So if you take a community as a group that has a commonality that binds you together, who is in your community? Who is there that you have something in common with to base a relationship on?

To further a community though, it is not enough to just have a common goal, but to interact and support each other, and this is where it gets messy. When you begin to interact you have to open yourself up, to show the inner you, but you also have to see other people and decide if you can accept them as who they are.

Once interactions start and you open your lives to each other, life will always intervene. Something will happen where you feel that you are alone, that it is time to become a turtle and hide in your shell, that no one can understand what you are going through.
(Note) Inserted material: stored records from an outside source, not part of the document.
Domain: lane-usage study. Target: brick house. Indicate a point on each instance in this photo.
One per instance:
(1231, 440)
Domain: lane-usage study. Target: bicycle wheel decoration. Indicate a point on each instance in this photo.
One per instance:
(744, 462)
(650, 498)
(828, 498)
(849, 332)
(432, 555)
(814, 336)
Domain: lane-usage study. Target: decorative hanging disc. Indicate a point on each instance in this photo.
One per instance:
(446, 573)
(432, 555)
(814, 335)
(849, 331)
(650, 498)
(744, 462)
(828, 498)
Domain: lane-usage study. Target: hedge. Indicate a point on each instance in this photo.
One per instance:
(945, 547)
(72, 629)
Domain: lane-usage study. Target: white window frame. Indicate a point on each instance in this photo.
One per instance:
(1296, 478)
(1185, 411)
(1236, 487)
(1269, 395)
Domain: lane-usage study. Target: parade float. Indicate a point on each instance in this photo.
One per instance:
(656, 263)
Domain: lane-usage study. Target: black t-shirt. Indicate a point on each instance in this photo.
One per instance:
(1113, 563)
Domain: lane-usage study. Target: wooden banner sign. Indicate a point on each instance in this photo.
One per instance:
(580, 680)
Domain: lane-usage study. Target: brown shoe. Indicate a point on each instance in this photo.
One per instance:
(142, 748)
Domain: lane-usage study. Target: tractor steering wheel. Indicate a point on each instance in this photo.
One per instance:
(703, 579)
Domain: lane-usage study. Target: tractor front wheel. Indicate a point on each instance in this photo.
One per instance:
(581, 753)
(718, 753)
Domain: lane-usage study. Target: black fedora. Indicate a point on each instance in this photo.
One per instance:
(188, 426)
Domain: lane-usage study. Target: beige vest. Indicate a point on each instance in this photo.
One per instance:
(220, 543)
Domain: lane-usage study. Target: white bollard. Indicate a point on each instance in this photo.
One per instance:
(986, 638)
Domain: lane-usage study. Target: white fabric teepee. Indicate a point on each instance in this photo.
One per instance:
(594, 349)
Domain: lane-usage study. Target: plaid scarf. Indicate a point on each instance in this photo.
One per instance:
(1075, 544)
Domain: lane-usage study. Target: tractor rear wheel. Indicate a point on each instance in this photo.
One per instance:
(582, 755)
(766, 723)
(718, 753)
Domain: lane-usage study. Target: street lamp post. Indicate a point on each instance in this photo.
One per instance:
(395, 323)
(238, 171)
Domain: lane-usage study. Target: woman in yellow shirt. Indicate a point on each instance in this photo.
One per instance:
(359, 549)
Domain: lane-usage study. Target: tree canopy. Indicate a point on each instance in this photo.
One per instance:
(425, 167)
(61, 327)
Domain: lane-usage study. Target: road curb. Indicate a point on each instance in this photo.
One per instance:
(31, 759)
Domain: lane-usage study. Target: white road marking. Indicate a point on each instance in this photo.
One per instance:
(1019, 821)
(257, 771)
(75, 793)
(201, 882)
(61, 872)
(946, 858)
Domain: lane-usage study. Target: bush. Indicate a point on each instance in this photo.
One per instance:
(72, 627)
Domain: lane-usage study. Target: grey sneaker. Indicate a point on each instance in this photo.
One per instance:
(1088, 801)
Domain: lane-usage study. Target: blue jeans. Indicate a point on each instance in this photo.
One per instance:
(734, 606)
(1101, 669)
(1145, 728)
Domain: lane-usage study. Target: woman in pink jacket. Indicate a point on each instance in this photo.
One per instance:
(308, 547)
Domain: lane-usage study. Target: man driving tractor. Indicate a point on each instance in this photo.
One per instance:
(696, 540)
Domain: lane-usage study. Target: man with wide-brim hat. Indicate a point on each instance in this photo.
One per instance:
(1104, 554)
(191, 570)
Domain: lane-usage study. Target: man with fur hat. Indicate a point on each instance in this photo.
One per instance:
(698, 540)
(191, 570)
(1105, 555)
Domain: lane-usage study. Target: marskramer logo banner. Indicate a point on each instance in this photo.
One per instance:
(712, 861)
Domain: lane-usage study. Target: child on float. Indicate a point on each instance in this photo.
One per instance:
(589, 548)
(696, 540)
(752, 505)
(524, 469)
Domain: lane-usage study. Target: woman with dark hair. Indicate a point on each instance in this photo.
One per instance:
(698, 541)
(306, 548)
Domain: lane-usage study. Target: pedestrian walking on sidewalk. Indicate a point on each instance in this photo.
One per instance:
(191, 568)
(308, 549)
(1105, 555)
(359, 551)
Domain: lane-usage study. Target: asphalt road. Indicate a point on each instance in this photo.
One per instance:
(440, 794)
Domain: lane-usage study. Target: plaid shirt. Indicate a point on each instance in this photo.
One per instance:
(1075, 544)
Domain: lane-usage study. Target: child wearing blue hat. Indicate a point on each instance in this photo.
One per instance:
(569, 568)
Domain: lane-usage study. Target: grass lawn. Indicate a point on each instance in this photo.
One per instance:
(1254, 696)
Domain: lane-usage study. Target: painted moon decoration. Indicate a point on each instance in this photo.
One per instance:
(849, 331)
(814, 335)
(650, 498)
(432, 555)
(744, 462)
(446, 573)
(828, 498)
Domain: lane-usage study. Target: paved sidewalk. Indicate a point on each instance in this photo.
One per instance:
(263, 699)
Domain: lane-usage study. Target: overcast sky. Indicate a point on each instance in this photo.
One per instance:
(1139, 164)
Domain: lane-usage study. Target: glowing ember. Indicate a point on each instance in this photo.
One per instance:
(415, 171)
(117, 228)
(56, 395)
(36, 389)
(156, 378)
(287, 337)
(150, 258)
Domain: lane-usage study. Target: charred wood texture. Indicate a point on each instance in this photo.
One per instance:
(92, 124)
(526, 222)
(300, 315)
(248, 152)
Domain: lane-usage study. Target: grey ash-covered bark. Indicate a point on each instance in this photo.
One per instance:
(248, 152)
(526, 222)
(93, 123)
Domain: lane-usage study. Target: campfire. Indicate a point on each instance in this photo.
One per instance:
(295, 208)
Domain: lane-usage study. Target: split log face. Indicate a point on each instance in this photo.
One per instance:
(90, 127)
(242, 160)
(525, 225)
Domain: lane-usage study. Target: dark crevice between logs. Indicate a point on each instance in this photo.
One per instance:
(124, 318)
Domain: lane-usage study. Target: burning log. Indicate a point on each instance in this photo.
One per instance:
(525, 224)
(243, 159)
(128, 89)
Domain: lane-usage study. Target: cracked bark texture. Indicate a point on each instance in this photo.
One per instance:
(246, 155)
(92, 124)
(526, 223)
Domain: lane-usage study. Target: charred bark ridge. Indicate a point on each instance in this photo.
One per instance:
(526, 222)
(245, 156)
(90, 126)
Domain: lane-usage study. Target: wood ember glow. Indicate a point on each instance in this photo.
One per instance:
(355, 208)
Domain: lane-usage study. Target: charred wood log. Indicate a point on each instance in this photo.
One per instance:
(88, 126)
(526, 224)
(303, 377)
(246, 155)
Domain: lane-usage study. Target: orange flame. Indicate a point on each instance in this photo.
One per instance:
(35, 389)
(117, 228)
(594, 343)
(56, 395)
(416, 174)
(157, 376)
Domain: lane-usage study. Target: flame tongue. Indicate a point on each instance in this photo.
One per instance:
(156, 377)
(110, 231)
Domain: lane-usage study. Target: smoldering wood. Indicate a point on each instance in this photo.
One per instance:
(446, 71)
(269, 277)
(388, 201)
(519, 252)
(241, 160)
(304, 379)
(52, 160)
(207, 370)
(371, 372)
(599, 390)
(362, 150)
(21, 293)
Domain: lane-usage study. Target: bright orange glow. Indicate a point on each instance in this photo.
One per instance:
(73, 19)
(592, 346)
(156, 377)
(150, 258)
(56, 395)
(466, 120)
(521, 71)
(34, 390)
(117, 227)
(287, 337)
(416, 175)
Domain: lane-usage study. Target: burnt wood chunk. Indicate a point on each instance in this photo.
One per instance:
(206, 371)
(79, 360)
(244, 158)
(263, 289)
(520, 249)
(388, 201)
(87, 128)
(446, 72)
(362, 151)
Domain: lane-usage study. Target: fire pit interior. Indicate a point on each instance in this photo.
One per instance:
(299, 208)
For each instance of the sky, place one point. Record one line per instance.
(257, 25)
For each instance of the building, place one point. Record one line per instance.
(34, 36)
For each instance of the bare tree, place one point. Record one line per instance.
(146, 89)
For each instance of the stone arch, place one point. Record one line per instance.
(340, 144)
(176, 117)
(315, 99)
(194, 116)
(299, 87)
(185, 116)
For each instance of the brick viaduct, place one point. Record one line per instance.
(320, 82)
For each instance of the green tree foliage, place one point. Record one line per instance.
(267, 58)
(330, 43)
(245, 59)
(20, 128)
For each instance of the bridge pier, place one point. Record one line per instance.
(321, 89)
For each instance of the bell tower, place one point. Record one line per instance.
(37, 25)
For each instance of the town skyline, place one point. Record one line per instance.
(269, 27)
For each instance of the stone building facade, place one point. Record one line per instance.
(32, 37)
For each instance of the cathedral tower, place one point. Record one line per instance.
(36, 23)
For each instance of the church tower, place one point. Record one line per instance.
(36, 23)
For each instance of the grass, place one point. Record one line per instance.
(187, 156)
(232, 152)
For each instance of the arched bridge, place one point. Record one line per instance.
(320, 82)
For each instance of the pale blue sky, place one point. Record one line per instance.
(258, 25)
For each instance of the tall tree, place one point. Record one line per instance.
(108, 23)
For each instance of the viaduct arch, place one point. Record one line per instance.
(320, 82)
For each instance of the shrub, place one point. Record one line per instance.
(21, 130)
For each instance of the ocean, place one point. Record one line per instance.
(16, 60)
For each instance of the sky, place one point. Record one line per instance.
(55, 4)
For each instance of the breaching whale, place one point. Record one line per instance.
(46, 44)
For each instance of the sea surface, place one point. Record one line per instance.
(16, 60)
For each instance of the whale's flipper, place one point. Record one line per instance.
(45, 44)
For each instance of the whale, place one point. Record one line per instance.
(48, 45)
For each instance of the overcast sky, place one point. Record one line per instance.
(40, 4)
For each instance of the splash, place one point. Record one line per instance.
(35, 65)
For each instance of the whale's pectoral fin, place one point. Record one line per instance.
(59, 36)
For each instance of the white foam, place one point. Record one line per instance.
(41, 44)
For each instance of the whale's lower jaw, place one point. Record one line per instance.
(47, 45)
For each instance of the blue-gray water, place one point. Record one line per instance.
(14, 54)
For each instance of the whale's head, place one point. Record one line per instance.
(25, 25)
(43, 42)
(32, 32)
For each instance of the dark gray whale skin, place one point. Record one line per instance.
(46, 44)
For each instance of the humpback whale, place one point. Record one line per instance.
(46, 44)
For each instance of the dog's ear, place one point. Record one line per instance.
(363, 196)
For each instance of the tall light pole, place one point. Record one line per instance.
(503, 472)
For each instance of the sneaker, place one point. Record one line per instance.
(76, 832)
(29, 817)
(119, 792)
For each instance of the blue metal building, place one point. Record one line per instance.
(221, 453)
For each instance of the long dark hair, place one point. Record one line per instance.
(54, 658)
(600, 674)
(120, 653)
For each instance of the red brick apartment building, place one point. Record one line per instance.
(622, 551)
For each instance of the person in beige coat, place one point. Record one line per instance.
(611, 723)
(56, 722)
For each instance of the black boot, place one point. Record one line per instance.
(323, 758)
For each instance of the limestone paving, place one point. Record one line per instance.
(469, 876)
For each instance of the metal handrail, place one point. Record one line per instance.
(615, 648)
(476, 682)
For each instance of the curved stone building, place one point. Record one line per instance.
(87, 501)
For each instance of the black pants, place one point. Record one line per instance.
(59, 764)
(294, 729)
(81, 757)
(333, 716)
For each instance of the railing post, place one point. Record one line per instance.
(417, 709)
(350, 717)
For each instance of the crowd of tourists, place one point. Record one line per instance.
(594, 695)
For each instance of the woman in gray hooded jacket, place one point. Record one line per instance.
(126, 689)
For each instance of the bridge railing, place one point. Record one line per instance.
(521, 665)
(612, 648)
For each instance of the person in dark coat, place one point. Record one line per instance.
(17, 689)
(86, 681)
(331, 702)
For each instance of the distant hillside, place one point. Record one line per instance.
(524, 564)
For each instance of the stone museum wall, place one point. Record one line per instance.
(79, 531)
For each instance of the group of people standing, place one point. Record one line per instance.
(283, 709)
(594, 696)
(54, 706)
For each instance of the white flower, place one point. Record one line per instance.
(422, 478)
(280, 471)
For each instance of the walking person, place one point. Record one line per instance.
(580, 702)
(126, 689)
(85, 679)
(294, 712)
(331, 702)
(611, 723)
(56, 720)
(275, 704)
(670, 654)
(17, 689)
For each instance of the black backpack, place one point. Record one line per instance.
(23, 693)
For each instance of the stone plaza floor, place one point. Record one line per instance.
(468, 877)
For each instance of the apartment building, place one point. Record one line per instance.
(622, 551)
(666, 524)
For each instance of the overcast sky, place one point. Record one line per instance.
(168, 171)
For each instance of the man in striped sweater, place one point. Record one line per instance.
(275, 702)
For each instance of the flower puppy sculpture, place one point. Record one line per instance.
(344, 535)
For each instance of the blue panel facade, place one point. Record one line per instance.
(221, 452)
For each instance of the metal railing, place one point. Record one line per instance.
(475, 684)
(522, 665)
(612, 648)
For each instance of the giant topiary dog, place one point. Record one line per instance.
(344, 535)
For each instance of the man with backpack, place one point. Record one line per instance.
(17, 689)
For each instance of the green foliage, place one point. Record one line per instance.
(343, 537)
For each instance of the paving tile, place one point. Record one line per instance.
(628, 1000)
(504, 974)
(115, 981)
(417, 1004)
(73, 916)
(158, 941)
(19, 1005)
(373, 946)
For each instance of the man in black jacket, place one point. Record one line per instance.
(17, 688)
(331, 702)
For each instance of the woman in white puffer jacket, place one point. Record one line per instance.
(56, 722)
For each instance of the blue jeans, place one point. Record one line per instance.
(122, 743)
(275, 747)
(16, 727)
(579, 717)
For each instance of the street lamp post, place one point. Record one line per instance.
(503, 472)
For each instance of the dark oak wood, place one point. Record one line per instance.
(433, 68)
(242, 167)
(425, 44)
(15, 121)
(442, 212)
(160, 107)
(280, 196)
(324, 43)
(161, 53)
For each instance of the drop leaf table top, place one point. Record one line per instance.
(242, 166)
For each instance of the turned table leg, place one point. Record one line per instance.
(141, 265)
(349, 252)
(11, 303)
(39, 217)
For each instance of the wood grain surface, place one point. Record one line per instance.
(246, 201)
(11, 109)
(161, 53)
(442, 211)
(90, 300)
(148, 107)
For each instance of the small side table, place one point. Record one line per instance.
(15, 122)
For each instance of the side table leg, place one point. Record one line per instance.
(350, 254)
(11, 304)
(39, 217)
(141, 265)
This is the time that your community needs to be there, and hopefully there is one person in that community that you can let in, that you can cry in front of, open up your deepest hurt and not be condemned, to be allowed to deal with your emotions and have them stand by you.

As a community, when life hits and someone is drawing away, it is hard to know what to do. Do we stand by and do nothing? Is saying how sorry you are enough? Is just saying "if you need something, let me know" enough? Probably not. Most people when they hit a major bump in the road do not want to let people in. I know that when we lost Robert I did not want to see anyone, I just wanted to be alone. Our care pastor at church showed up at our door unannounced, and it was a blessing to have someone just be there. I learned through that that instead of just saying "let me know", offer to bring a meal on _____day, to pick the kids up from school and take them for dinner, to come do their laundry on ___day, whatever it is make it specific to a time and event (and this also goes for making time to get together, it never works to say call me, instead set up a certain time/date and show the person that you are serious about wanting a relationship, but that is another blog).

So this fall can you work on your community? Can you put yourself out there to truly open up to someone, to be there when life gets in the way?